3. The appellant petitioner was working as the Officer of the respondent Bank. He was served with charge-sheet dated 15.4.1985 (Annexure : A) along with the statement of allegations. There were in all 10 charges levelled against him. At the conclusion of the inquiry the Appellant delinquent submitted his detailed reply dated 6.3.1986, running into about 33 typed pages, to the Inquiry Officer (Annexure : C). Shri B.H. Patel, Inquiry Officer immediately on the next day i.e. on 7.3.1986 submitted his Inquiry Report, running into 36 typed pages, and came to the conclusion on the basis of the evidence and the reply of the delinquent that out of 10 allegations, allegation Nos. 2(1), 2(4) and 2(10) were not found to be proved and the allegations No. 2(7), 2(8) and 2(9) were found to be partly proved, whereas remaining allegations were found to be fully proved against the delinquent (Annexure : D). Considering the Report of the Inquiry Officer Shri P.H. Dave, Deputy General Manager and Disciplinary Authority, carefully going through the charges and the allegations levelled against the delinquent and the defence statement of the delinquent concurring with the Report of the Inquiry Officer, came to the conclusion that it was a fit case for imposing the penalty of dismissal from service. Therefore, in exercise of powers vested in him under Sub-Regulation No. 5(3) read with Regulation Nos. 4 & 7 of Bank of Baroda Officers Employees' (Discipline & Appeal) Regulations, 1976, he, by his order dated 25.5.1987, terminated the services of the appellant delinquent by dismissing him from the Bank's service from the date of order (Annexure : E), against which Departmental Appeal was filed by the appellant delinquent on 1.8.1987 (Annexure : E), running into about 46 typed pages, and prayed that the order of dismissal be quashed and set aside and in alternative it was prayed that the order of dismissal from service is very harsh, therefore, it Page 306 may be suitably modified as the punishment of dismissal was highly disproportionate to the charges which were found to be proved against him during the inquiry (Annexure : F). Thereafter, by his registered letter dated 16.8.1987 (Annexure : G) he tried to raise some additional contentions in his Memo of Appeal dated 1.7.1987 wherein, for the first time, he had also asked for an opportunity of personal hearing at his own cost.

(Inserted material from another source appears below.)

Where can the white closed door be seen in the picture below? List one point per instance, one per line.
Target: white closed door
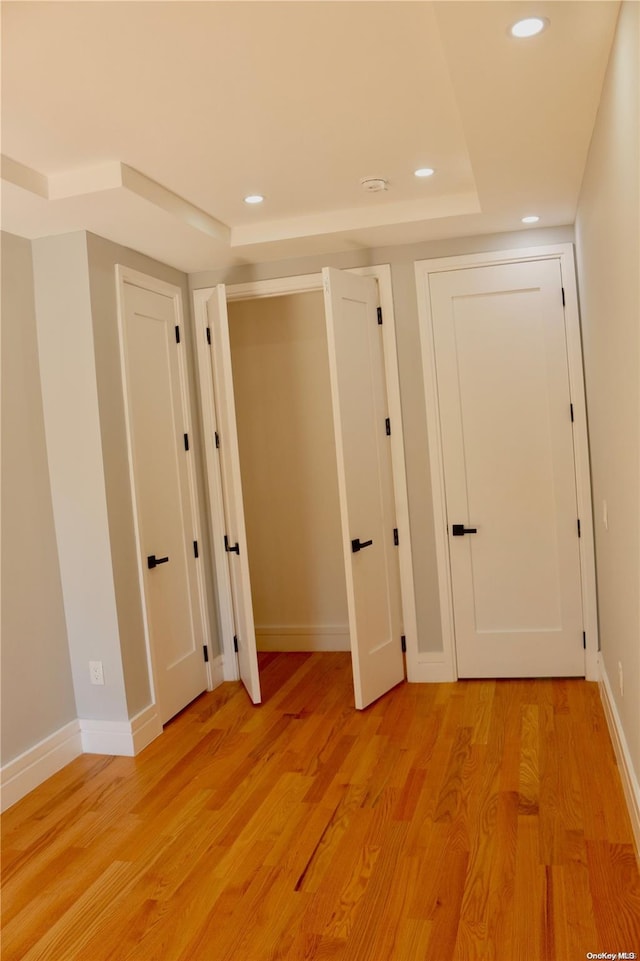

4. Prior to it i.e on 7.8.1987 the Appellate Authority had already decided his Appeal by an order dated 7.8.1987. There was no provision of submitting additional Memo of Appeal or Rejoinder under the Bank's regulation and in absence of any provision of review it was not possible for the Appellate Authority to review its decision dated 7.8.1987. Hence, without considering his additional Memo of Appeal or Rejoinder the appellant delinquent was informed by letter dated 29.8.1987 that his Appeal was dismissed and returned the additional memo of Appeal or Rejoinder to the appellant delinquent (Annexure : H). The Review Appeal dated 15.10.1987 (Annexure : J) was filed by the appellant delinquent before the Reviewing Authority. However, the Reviewing Authority i.e the Chairman and Managing Director of the respondent Bank of Baroda, by his order dated 15.12.1987, rejected his Review Petition (Annexure:K). Aggrieved of this, the appellant petitioner approached this Court by way of a writ petition under Article 226 of the Constitution i.e. Special Civil Application No. 3735 of 1988. Initially, the learned Single Judge of this Court allowed the said writ petition only on the short ground of non-supply of the Report of the Inquiry Officer to the appellant delinquent in passing the impugned order of dismissal, which was set aside by the Division Bench of this Court in LPA, filed by the respondent Bank and the matter was remitted to the learned Single Judge for deciding the same on other points. Accordingly, it was heard by another learned Single Judge (Coram : Ms.R.M.Doshit, J.) and after hearing the learned Counsel for the parties the learned Single Judge has dismissed the writ petition with a direction to the petitioner to remit the amount of Rs. 1 lac and any other amount received by him by way of subsistence allowance from 1st April 1992 under the order dated 10th July, 1992, passed by the Division bench of this Court, to the Bank of Baroda on or before 28th February, 2005, failing which the Bank was permitted to recover the said amount from the petitioner with 6 % interest on it. Hence, this Letters Patent Appeal.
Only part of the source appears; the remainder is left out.